- In Zeiten des Umbruchs
Jochen Schmidt legt mit seinem neuen Roman das Tagebuch eines 14-Jährigen vor, der mitten in der Pubertät die geschichtlichen Umbrüche seiner Zeit wie durch einen Schleier wahrnimmt
«Das Leben ist kein Ponyhof», kann man heute auf den Baumwollbeuteln und T-Shirts selbstironischer junger Menschen lesen. So abgeklärt ist Jens im Sommer 1989 noch nicht: Das Leben ist für den 14-jährigen Ich-Erzähler in Jochen Schmidts Roman «Schneckenmühle» ein Betriebs-Ferienlager. Zum vierten und letzten Mal ist Jens jetzt in diesem sächsischen Ort mit dem heimelige Langsamkeit versprechenden Namen. Zwar versteht der Sohn christlicher Diplom-Philologen schmutzige Witze immer noch nicht und hat beim Skat und Fußball irgendwann «den Anschluss verpasst». Aber er gehört endlich zu den Großen und nimmt sich vor, alles irgendwie nützlich Klingende einfach für später zu notieren. Außerdem hat er sich vielleicht verliebt und würde bei der Abschlussparty möglicherweise tanzen, obwohl er das eigentlich nicht kann. Mit Peggy aus Dresden, die er mag, obwohl sie so seltsam ist.

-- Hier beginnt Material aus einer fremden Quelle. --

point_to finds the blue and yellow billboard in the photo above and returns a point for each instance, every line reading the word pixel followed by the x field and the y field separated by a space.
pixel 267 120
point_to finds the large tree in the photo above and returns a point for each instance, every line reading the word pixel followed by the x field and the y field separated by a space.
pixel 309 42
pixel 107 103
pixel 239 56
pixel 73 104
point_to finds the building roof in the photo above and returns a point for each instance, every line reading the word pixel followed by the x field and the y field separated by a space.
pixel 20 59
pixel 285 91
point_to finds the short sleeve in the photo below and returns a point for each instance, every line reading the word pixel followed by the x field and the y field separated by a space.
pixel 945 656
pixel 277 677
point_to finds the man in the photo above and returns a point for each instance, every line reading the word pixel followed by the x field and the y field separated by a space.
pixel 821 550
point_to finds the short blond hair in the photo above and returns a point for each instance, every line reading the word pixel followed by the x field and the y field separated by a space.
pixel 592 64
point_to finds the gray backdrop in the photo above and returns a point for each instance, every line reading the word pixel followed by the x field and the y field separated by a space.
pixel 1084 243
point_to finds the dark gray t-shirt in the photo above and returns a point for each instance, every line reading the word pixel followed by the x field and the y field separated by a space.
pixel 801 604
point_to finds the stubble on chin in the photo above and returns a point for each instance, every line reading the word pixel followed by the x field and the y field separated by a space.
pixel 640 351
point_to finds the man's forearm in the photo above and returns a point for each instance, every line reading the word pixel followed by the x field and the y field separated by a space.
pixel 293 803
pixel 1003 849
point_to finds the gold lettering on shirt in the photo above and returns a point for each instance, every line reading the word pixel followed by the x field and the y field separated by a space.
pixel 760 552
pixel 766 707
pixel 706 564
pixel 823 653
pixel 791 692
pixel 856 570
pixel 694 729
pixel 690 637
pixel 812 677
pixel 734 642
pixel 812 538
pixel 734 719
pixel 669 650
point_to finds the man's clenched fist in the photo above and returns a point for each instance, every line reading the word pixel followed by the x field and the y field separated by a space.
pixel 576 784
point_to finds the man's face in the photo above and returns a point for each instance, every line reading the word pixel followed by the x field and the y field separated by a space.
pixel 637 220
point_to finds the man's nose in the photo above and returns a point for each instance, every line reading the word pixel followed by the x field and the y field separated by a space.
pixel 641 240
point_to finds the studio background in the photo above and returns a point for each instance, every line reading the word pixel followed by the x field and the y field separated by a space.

Doch die Kette gleichförmig durch die Sommerhitze kriechender Tage reißt abrupt, als seine Eltern am letzten Morgen auftauchen, um Jens nach Ungarn mitzunehmen, was äußerst ungewöhnlich ist. Für die erste Rast kündigen sie ihm eine wichtige Erklärung an. Ob sie sich wohl scheiden lassen wollen, überlegt der verstörte Sohn auf der Rückbank. Und Peggy hat er nicht mal nach ihrem Nachnamen gefragt.
Was das kontinentweite politische Großbeben um ihn herum angeht, ist Jens unbedarft. Veränderungen hat er schon misstrauisch beobachtet, wenn sie sich als kleine Verwerfungen im DDR-Alltag zeigten: «Neuerdings gibt es immer mehr Sachen mit Maracuja-Geschmack, da überlege ich noch, was das bedeutet.» Dass er sein Leben in einer Art Blase führt, ist aber nicht nur system-, sondern auch alterstypisch. Vom heutigen Lesebühnenveteranen Jochen Schmidt zum Romanprinzip erhoben, sorgt der pubertäre Mangel an Überblick dafür, dass einem versponnene Ideen, halbverdauter Schulstoff, urbane Legenden, jede Menge Sprüche und Zoten, aber auch treffende Pointen beim Lesen wie Schrotkugeln um die Ohren fliegen. In dieser Zusammenstellung ergibt Schneckenmühle eine ähnlich skurrile, aber unterhaltsame «Zeitkapsel» wie jene, für die Jens’ Gruppe «eine ausgewaschene Papptonne von der Vierfruchtmarmelade» mit Alltagszeugnissen gefüllt und samt einem Schild «Erst im Kommunismus öffnen!» vergraben hat.
Manchmal juckt es einen in den Fingern, Jens in Lehrerrot «Nicht abschweifen!» an den Rand zu schreiben, zum Beispiel bei einem Erlebnisbericht aus dem Sportunterricht. Andererseits verdient er auch oft genug ein «Sehr schön beobachtet!», wenn er etwa bei einem Ausflug die pichelnde Oma vor dem Konsum entdeckt: «Mit der linken Hand, in der sie eine alte Handtasche aus Kunstleder hält, stützt sie sich gegen das Fensterbrett, mit der rechten schlägt sie einer Minischnapsflasche an der Betonkante den Hals ab und trinkt die Flasche aus.» Oder wenn er sich selbst analysiert: Es könnte ihm wichtig sein, stellt er einmal fest, «dass immer möglichst viel Zeit bleibt, bis die Zukunft beginnt». In der ist er nun angekommen.
Jochen Schmidt
Schneckenmühle. Roman
C. H. Beck, München 2013, 220 S., 17,95 €.